Member of the French Polynesian Assembly for Windward Isles
- Incumbent
- Assumed office 17 May 2018

Personal details
- Party: Tahoera'a Huiraatira

= Geffry Salmon =

French Polynesian politician

Geffry Salmon (born 1952) is a French Polynesian politician and former Cabinet Minister. He is a member of Tahoera'a Huiraatira.

Salmon is a former chair of the board of telecommunications company OPT and chief executive of Air Tahiti Nui.

In early 2009 he was arrested as part of a corruption investigation into state-owned telecommunications company OPT. He was released in November 2009 after being detained for six months. The case was eventually dismissed in 2019.

He served as Environment Minister and Tourism Minister in 2014.

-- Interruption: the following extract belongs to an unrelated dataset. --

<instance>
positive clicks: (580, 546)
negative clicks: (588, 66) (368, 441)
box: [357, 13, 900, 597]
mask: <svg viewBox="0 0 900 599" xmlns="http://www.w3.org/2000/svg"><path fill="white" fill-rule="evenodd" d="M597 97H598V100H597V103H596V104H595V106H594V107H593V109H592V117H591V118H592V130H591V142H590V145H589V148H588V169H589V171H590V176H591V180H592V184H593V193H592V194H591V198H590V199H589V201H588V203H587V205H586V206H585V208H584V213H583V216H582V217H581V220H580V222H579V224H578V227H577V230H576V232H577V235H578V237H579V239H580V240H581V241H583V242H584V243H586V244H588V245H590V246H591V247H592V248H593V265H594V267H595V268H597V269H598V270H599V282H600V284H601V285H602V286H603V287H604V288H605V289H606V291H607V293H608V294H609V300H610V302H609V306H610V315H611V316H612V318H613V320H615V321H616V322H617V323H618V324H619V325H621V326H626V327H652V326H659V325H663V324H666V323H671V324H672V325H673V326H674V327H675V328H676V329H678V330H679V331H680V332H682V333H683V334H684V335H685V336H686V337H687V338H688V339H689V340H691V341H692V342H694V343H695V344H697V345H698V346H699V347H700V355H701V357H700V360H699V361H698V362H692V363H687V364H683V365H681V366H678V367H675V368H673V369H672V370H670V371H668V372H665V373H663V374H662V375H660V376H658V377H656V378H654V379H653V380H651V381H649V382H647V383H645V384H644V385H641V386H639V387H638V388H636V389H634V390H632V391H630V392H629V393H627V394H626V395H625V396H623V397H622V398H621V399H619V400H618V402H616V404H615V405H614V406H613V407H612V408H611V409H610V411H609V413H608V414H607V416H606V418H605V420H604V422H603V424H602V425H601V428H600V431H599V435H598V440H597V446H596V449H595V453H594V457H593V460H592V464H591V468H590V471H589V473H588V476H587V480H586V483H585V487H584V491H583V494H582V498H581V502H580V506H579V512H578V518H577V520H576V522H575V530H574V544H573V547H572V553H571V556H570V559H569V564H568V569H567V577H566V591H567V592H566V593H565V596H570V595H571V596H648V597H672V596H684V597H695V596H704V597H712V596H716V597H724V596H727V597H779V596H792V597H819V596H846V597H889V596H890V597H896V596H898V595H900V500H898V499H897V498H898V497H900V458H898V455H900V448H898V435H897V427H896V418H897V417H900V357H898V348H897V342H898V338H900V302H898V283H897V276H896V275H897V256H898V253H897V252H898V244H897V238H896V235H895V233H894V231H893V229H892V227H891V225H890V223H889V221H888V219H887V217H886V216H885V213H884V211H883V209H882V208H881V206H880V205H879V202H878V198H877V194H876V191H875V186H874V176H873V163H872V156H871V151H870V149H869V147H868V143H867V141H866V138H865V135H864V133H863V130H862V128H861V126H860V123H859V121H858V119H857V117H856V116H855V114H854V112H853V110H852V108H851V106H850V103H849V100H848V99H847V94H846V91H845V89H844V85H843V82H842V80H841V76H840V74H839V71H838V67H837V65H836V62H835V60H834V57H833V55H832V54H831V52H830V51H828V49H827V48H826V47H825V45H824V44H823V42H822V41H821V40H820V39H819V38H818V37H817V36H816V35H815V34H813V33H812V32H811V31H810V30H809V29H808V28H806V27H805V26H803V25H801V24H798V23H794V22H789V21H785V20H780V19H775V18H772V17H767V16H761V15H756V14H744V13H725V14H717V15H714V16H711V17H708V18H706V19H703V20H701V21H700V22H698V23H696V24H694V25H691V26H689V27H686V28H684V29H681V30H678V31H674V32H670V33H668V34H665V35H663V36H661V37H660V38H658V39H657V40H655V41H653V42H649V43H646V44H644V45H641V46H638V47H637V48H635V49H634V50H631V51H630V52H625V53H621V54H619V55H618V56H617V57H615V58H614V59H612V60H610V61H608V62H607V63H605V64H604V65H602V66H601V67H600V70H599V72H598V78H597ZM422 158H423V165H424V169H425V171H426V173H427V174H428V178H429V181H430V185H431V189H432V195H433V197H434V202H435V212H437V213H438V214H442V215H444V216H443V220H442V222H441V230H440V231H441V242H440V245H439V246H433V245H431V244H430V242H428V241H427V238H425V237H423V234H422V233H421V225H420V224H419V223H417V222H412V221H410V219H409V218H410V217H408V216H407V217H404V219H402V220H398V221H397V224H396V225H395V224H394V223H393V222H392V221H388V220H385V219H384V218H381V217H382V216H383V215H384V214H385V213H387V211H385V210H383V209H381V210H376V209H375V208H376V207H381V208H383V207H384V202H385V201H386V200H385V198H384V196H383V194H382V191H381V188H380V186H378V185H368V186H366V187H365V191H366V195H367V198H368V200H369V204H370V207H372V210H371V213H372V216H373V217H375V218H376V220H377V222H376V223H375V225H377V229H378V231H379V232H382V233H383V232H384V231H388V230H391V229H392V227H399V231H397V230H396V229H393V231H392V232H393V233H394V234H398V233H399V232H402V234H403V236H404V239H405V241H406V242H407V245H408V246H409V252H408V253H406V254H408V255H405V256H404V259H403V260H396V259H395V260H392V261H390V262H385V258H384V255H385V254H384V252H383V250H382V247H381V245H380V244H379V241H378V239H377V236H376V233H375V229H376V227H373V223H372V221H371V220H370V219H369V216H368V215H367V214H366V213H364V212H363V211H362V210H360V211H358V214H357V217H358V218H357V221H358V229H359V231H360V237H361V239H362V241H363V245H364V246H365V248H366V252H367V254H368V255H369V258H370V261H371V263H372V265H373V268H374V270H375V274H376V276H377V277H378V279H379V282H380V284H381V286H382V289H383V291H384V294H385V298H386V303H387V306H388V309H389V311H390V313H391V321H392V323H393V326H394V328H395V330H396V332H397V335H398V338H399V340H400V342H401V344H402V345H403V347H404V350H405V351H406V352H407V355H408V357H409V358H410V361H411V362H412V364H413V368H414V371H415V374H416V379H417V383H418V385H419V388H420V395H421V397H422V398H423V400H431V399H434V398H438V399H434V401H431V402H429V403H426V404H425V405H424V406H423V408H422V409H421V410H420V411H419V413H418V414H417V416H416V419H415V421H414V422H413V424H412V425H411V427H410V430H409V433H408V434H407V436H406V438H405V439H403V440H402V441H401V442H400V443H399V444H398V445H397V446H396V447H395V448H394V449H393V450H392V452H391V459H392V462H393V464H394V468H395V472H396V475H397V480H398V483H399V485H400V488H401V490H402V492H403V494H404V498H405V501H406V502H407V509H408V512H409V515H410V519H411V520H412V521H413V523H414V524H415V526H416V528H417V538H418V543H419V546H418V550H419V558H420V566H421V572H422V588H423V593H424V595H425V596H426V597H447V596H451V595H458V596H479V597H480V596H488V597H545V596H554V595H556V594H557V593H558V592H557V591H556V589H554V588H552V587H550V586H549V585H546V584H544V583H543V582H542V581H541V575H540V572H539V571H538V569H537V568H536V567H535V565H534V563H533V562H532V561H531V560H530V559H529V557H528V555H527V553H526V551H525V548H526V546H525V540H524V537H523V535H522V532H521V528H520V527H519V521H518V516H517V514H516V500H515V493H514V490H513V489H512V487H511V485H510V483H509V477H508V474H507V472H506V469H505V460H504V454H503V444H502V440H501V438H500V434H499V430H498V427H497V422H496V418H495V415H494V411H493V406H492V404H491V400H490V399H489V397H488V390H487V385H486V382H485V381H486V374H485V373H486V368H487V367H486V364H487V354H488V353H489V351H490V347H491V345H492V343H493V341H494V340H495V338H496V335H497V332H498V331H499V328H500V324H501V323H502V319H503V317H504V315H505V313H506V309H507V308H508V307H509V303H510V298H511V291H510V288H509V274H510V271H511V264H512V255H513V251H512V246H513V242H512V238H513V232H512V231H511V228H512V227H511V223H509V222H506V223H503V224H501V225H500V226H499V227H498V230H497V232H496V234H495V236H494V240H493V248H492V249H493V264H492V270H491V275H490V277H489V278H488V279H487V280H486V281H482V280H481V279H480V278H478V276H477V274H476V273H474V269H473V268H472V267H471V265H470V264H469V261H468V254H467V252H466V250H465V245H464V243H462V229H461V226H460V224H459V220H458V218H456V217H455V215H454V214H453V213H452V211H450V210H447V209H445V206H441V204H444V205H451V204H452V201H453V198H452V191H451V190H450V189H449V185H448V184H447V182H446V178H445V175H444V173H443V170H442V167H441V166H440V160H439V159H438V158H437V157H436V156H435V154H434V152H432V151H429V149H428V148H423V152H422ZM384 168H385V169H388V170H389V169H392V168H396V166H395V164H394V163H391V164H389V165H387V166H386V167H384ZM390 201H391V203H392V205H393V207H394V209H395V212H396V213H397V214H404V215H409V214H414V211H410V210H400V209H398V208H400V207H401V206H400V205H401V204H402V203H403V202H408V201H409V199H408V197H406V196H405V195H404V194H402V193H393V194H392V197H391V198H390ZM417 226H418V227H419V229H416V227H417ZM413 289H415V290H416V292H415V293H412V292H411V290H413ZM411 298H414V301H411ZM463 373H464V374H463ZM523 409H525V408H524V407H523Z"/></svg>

He headed Tahoera'a Huiraatira's list for the 2018 French Polynesian legislative elections after party leader Gaston Flosse was barred from public office after being convicted of corruption. Despite heading the list, Tahoera'a refused to allow him to participate in election debates. After being elected to the Assembly of French Polynesia, he was the party's candidate for president, but lost to Édouard Fritch, receiving only ten votes of 57.

During the election campaign Salmon accused Fritch of vote-buying, and as a result was sued for defamation. An initial conviction and fine of US$5,000 was subsequently overturned on appeal.